C **********
C
C THIS PROGRAM TESTS THE ABILITY OF CHKDER TO DETECT
C INCONSISTENCIES BETWEEN FUNCTIONS AND THEIR FIRST DERIVATIVES.
C FOURTEEN TEST FUNCTION VECTORS AND JACOBIANS ARE USED. ELEVEN OF
C THE TESTS ARE FALSE(F), I.E. THERE ARE INCONSISTENCIES BETWEEN
C THE FUNCTION VECTORS AND THE CORRESPONDING JACOBIANS. THREE OF
C THE TESTS ARE TRUE(T), I.E. THERE ARE NO INCONSISTENCIES. THE
C DRIVER READS IN DATA, CALLS CHKDER AND PRINTS OUT INFORMATION
C REQUIRED BY AND RECEIVED FROM CHKDER.
C
C SUBPROGRAMS CALLED
C
C MINPACK SUPPLIED ... CHKDER,ERRJAC,INITPT,VECFCN
C
C ARGONNE NATIONAL LABORATORY. MINPACK PROJECT. MARCH 1980.
C BURTON S. GARBOW, KENNETH E. HILLSTROM, JORGE J. MORE
C
C **********
INTEGER I,LDFJAC,LNP,MODE,N,NPROB,NREAD,NWRITE
INTEGER NA(14),NP(14)
LOGICAL A(14)
DOUBLE PRECISION CP,ONE
DOUBLE PRECISION DIFF(10),ERR(10),ERRMAX(14),ERRMIN(14),
* FJAC(10,10),FVEC1(10),FVEC2(10),X1(10),X2(10)
C
C LOGICAL INPUT UNIT IS ASSUMED TO BE NUMBER 5.
C LOGICAL OUTPUT UNIT IS ASSUMED TO BE NUMBER 6.
C
DATA NREAD,NWRITE /5,6/
C
DATA A(1),A(2),A(3),A(4),A(5),A(6),A(7),A(8),A(9),A(10),A(11),
* A(12),A(13),A(14)
* /.FALSE.,.FALSE.,.FALSE.,.TRUE.,.FALSE.,.FALSE.,.FALSE.,
* .TRUE.,.FALSE.,.FALSE.,.FALSE.,.FALSE.,.TRUE.,.FALSE./
DATA CP,ONE /1.23D-1,1.0D0/
LDFJAC = 10
10 CONTINUE
READ (NREAD,60) NPROB,N
IF (NPROB .LE. 0) GO TO 40
CALL INITPT(N,X1,NPROB,ONE)
DO 20 I = 1, N
X1(I) = X1(I) + CP
CP = -CP
20 CONTINUE
WRITE (NWRITE,70) NPROB,N,A(NPROB)
MODE = 1
CALL CHKDER(N,N,X1,FVEC1,FJAC,LDFJAC,X2,FVEC2,MODE,ERR)
MODE = 2
CALL VECFCN(N,X1,FVEC1,NPROB)
CALL ERRJAC(N,X1,FJAC,LDFJAC,NPROB)
CALL VECFCN(N,X2,FVEC2,NPROB)
CALL CHKDER(N,N,X1,FVEC1,FJAC,LDFJAC,X2,FVEC2,MODE,ERR)
ERRMIN(NPROB) = ERR(1)
ERRMAX(NPROB) = ERR(1)
DO 30 I = 1, N
DIFF(I) = FVEC2(I) - FVEC1(I)
IF (ERRMIN(NPROB) .GT. ERR(I)) ERRMIN(NPROB) = ERR(I)

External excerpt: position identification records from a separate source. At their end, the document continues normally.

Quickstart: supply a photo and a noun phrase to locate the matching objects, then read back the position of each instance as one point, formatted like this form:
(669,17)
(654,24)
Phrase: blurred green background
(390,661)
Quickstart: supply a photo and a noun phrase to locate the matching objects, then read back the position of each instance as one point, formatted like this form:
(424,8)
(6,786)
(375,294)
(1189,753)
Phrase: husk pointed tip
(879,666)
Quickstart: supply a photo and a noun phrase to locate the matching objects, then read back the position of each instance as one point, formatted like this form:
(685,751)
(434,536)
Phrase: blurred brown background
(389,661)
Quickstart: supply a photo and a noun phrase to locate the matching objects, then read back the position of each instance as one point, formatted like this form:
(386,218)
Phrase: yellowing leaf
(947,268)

IF (ERRMAX(NPROB) .LT. ERR(I)) ERRMAX(NPROB) = ERR(I)
30 CONTINUE
NP(NPROB) = NPROB
LNP = NPROB
NA(NPROB) = N
WRITE (NWRITE,80) (FVEC1(I), I = 1, N)
WRITE (NWRITE,90) (DIFF(I), I = 1, N)
WRITE (NWRITE,100) (ERR(I), I = 1, N)
GO TO 10
40 CONTINUE
WRITE (NWRITE,110) LNP
WRITE (NWRITE,120)
DO 50 I = 1, LNP
WRITE (NWRITE,130) NP(I),NA(I),A(I),ERRMIN(I),ERRMAX(I)
50 CONTINUE
STOP
60 FORMAT (2I5)
70 FORMAT ( /// 5X, 8H PROBLEM, I5, 5X, 15H WITH DIMENSION, I5, 2X,
* 5H IS , L1)
80 FORMAT ( // 5X, 25H FIRST FUNCTION VECTOR // (5X, 5D15.7))
90 FORMAT ( // 5X, 27H FUNCTION DIFFERENCE VECTOR // (5X, 5D15.7))
100 FORMAT ( // 5X, 13H ERROR VECTOR // (5X, 5D15.7))
110 FORMAT (12H1SUMMARY OF , I3, 16H TESTS OF CHKDER /)
120 FORMAT (46H NPROB N STATUS ERRMIN ERRMAX /)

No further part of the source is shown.